Está acostado en el suelo y mira hacia arriba. No logra dormir en esta cripta para los vivos, pero tampoco logra estar despierto; no hay forma sobria de estar despierto aquí abajo. En cuanto trata de permanecer despierto durante unos minutos, su cabeza se puebla de los pensamientos más singulares, y pega los ojos contra el frío suelo de tierra y finge de nuevo que está durmiendo. Pero ahora está despierto y mira hacia arriba, y el odio va y viene en el pecho como un lento e imperturbable buque de acero.

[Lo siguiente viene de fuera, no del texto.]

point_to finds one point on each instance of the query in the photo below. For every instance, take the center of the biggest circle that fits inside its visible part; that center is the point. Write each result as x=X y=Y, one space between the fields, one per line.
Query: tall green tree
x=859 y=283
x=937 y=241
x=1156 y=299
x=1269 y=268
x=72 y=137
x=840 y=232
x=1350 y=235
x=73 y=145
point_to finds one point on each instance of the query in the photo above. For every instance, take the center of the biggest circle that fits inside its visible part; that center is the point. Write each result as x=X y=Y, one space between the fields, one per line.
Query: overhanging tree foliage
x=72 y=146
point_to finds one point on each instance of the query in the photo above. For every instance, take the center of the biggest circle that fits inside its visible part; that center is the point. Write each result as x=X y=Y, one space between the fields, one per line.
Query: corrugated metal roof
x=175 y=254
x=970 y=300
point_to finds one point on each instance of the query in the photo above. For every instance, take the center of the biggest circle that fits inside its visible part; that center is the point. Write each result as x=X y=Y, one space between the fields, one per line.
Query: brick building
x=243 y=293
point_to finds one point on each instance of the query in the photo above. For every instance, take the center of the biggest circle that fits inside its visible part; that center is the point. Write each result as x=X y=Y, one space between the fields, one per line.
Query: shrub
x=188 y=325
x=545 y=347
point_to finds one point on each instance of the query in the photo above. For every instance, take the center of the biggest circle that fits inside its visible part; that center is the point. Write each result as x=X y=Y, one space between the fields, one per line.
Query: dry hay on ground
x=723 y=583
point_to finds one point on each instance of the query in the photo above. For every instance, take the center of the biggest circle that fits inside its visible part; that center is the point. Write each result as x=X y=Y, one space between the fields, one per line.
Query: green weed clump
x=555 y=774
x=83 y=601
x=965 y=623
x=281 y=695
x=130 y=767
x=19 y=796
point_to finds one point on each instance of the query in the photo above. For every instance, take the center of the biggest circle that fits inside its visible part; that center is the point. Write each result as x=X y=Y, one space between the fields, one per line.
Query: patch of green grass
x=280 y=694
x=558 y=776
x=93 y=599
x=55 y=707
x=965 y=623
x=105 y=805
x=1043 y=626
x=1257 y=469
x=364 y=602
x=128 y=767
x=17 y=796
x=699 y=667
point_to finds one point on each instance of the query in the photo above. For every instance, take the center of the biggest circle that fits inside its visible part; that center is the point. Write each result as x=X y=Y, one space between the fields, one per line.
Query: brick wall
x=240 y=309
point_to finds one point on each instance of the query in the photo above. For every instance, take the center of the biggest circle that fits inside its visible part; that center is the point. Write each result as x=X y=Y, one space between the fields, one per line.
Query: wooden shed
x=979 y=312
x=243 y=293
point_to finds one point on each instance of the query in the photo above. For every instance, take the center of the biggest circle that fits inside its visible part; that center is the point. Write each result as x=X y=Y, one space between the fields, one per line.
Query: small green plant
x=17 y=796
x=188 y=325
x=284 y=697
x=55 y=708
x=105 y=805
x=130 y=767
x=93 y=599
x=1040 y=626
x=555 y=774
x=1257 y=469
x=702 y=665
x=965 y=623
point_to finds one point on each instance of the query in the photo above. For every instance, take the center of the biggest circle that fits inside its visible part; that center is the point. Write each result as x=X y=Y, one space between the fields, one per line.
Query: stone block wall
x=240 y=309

No sabe cuánto tiempo hace que está así acostado. Mira hacia arriba. Muy arriba ve un pequeño resplandor, apenas se distingue la oscuridad. Le duelen los hombros cuando se pone de pie y alisa el abrigo que se arrugó debajo de él y está lleno de tierra. Se sacude con cuidado la tierra de la camisa y se endereza y estira el cuello y mira de nuevo hacia arriba. Algo parpadea allí arriba. Busca con cuidado con los pies sobre el suelo de tierra y al final encuentra primero uno y luego el otro zapato, mete los pies en los restos de cuero y cordones y empieza, aún con el cuello estirado hacia la oscuridad, a dar vueltas sobre el suelo de tierra mientras espía el destello de arriba.